D’autant que le Michelin devrait afficher guichets fermés…
Les supporters sont aussi impatients que nous, mais il faut les embarquer, voire les nourrir ! Et si ce qu’on fait sur le terrain ne les embarque pas, ils ne seront pas embarqués. C’est toujours pareil. Ils doivent donner de la force, de l’énergie parce qu’on en a besoin, c’est fondamental.
Sur la partie rugby, qu’attendez-vous de vos joueurs de plus que la saison dernière ?

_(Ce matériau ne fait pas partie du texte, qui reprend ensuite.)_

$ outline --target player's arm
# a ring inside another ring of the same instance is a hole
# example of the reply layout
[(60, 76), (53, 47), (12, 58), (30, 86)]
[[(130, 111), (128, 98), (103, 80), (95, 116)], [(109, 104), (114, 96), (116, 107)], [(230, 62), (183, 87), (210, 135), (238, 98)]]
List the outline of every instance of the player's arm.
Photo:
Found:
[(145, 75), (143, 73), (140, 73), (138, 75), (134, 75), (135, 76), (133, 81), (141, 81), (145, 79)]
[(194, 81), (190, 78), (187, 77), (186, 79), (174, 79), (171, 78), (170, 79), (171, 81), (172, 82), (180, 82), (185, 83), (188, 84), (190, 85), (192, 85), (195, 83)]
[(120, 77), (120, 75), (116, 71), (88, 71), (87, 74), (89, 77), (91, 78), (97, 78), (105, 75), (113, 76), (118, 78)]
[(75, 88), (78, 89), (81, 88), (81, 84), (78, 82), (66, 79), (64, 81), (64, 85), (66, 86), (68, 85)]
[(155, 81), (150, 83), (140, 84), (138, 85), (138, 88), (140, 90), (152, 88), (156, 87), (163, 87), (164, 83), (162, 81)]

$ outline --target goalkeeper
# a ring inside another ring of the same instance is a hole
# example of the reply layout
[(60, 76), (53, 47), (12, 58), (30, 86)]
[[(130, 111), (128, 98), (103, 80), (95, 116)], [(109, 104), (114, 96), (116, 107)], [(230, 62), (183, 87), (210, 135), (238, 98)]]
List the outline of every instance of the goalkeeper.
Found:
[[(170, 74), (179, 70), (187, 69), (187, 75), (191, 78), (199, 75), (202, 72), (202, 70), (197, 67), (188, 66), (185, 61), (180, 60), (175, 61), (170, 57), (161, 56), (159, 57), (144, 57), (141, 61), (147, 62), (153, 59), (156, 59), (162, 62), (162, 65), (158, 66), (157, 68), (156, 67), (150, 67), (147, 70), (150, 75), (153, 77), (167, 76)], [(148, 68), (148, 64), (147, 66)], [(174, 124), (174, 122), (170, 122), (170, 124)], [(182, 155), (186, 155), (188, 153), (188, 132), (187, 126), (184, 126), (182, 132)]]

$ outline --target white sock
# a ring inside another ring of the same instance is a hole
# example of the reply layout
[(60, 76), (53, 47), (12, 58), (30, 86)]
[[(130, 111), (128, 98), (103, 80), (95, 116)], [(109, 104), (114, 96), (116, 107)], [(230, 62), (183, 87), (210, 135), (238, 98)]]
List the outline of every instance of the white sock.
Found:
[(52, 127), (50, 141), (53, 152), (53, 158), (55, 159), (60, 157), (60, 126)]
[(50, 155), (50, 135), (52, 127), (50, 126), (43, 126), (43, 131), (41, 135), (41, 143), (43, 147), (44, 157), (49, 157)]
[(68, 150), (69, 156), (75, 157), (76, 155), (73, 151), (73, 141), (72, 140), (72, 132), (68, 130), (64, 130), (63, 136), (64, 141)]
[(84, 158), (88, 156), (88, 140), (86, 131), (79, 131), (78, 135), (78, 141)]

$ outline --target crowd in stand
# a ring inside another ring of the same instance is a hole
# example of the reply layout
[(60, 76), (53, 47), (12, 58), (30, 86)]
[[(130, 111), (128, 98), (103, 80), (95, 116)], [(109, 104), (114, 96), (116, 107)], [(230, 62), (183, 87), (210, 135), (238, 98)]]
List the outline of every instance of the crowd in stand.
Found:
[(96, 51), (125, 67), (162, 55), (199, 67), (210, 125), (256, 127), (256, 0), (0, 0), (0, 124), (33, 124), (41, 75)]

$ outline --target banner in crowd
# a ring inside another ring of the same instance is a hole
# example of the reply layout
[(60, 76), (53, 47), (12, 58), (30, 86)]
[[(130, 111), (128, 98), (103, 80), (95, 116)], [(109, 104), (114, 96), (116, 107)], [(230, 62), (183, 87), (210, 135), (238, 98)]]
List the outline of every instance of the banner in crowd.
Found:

La première, évidemment, c’est qu’on soit capables de mettre beaucoup d’intensité dans notre rugby. L’année dernière, par exemple, je trouvais qu’on avait beaucoup subi dans un premier temps. Ensuite, on avait fait le gros effort pour revenir. Et quand on revient, on passe devant d’un point avant de s’écrouler. Ensuite, le rendez-vous du match sera les collisions, les un contre un. Contre eux, c’est toujours essentiel, ils basent leur travail là-dessus, on l’a vu en finale, notamment avec leur discours d’avant-match, ils cherchent à vous rentrer dans la tête par l’engagement physique, et surtout sur le plan défensif. Nous, ce sera probablement la défense des mauls, par exemple. Ils savent qu’on est fort là-dessus, donc ils vont mettre l’accent là-dessus. Cela fait partie de ces rencontres dans un match. Après, le troisième point sera l’efficacité. On n’aura pas cinquante opportunités de marquer, comme dans tous les grands matchs, et il faudra quand on a les opportunités qu’on les prenne.

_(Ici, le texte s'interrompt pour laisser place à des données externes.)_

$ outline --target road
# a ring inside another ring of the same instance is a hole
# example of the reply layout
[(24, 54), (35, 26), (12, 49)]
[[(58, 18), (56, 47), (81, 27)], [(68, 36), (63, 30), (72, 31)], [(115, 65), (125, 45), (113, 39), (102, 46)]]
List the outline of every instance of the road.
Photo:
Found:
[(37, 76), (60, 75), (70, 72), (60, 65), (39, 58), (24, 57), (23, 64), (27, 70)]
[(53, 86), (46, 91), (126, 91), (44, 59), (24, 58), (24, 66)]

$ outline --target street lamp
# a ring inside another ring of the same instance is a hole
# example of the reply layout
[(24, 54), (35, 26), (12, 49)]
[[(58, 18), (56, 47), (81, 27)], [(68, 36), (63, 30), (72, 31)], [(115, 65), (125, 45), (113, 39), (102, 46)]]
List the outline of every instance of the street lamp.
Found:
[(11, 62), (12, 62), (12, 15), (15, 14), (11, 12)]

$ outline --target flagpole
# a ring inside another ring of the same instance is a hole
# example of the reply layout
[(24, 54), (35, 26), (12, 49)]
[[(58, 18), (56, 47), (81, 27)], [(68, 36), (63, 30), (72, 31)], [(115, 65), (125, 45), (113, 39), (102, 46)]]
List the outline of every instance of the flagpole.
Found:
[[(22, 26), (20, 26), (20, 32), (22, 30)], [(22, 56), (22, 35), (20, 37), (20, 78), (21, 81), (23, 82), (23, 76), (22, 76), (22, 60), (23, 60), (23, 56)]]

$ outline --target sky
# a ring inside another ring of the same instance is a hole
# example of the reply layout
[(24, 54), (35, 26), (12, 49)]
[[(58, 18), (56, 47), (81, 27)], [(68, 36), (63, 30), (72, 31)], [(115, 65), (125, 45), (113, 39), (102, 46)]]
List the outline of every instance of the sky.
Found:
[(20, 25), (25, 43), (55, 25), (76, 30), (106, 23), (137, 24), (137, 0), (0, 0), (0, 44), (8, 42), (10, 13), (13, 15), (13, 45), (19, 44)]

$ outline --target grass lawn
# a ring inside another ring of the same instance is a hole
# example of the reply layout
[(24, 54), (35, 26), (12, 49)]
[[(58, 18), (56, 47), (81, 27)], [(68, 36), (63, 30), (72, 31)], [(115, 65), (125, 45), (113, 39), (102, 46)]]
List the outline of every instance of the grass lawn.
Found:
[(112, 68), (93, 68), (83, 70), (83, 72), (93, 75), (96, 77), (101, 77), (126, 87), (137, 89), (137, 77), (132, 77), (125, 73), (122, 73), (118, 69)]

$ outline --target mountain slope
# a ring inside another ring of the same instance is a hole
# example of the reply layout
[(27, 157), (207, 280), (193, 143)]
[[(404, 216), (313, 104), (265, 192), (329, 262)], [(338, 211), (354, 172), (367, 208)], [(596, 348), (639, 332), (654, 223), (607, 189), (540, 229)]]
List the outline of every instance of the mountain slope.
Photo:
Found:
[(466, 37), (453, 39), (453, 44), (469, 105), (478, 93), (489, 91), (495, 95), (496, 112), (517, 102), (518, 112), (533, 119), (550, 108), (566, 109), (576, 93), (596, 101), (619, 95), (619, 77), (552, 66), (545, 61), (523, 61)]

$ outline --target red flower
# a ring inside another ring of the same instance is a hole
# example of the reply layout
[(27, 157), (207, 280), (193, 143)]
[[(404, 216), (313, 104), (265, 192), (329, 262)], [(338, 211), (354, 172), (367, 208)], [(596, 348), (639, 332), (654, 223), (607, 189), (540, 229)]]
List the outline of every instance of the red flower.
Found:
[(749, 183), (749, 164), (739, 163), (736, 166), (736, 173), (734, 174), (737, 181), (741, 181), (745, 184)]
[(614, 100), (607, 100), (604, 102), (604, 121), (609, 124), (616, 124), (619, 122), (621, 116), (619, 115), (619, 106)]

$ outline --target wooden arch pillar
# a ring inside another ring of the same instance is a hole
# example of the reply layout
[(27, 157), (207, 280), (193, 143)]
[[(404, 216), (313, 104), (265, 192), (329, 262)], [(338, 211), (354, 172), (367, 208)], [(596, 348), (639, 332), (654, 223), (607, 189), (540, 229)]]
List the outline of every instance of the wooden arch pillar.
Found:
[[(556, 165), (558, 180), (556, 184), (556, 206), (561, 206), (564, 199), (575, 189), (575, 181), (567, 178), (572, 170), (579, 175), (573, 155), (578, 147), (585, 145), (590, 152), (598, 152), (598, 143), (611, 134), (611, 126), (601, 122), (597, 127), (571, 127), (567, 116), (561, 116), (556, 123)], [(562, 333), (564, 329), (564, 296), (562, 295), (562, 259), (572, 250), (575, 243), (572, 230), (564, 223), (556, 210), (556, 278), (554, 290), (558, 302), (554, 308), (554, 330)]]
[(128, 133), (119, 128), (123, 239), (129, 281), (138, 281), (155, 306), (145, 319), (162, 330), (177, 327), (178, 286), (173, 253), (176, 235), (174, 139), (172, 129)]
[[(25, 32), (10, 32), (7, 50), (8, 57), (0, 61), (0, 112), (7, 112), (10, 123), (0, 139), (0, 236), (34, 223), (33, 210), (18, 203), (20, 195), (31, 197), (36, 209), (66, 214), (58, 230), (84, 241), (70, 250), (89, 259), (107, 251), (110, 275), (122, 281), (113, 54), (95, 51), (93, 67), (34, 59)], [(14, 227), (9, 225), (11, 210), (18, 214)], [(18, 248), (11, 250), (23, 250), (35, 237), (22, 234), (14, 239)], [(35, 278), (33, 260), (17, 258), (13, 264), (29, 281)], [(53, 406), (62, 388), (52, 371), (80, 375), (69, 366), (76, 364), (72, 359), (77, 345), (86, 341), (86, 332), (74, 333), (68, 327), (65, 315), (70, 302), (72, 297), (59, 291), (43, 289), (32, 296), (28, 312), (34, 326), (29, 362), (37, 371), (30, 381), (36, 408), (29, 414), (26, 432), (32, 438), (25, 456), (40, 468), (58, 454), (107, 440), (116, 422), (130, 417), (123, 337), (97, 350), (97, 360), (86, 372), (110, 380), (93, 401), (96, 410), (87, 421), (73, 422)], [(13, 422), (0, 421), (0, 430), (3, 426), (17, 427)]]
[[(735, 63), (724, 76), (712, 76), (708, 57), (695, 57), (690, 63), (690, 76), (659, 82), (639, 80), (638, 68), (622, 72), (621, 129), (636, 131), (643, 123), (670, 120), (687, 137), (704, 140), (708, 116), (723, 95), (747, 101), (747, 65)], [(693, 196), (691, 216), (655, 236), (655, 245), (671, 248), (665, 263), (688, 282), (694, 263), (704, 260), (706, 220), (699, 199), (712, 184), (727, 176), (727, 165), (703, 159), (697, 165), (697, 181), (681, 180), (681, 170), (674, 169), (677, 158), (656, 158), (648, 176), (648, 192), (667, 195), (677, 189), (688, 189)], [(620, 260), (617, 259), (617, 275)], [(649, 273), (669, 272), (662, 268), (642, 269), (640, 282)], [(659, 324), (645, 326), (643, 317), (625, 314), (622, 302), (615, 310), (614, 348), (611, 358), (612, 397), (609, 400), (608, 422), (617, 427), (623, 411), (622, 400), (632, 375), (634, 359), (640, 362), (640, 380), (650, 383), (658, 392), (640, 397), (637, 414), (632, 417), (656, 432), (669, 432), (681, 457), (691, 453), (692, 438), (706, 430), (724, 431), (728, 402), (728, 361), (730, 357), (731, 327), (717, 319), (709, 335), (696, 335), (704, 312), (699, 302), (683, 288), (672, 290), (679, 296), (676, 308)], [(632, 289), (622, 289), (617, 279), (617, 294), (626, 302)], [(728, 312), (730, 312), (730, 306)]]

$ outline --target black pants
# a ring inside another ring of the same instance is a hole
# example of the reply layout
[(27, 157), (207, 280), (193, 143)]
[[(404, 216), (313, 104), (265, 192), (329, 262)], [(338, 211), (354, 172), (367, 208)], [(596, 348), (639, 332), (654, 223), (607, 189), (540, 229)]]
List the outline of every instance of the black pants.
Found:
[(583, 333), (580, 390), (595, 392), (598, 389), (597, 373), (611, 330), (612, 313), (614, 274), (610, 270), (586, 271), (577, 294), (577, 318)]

La première composition d’équipe a-t-elle été difficile à construire ?
Non. Elle n’était pas dure parce qu’elle coulait de sens. On a fait en sorte de prendre plusieurs choses en compte. La première : les quatre mi-temps des matchs de préparation. La deuxième, ce qu’on a vu dans la préparation. En sachant qu’on a eu quelques joueurs blessés qui n’ont pas fait la préparation ou quasiment pas. C’était difficile pour eux d’entrer sur la feuille de match. Et après, la gestion des Jiff.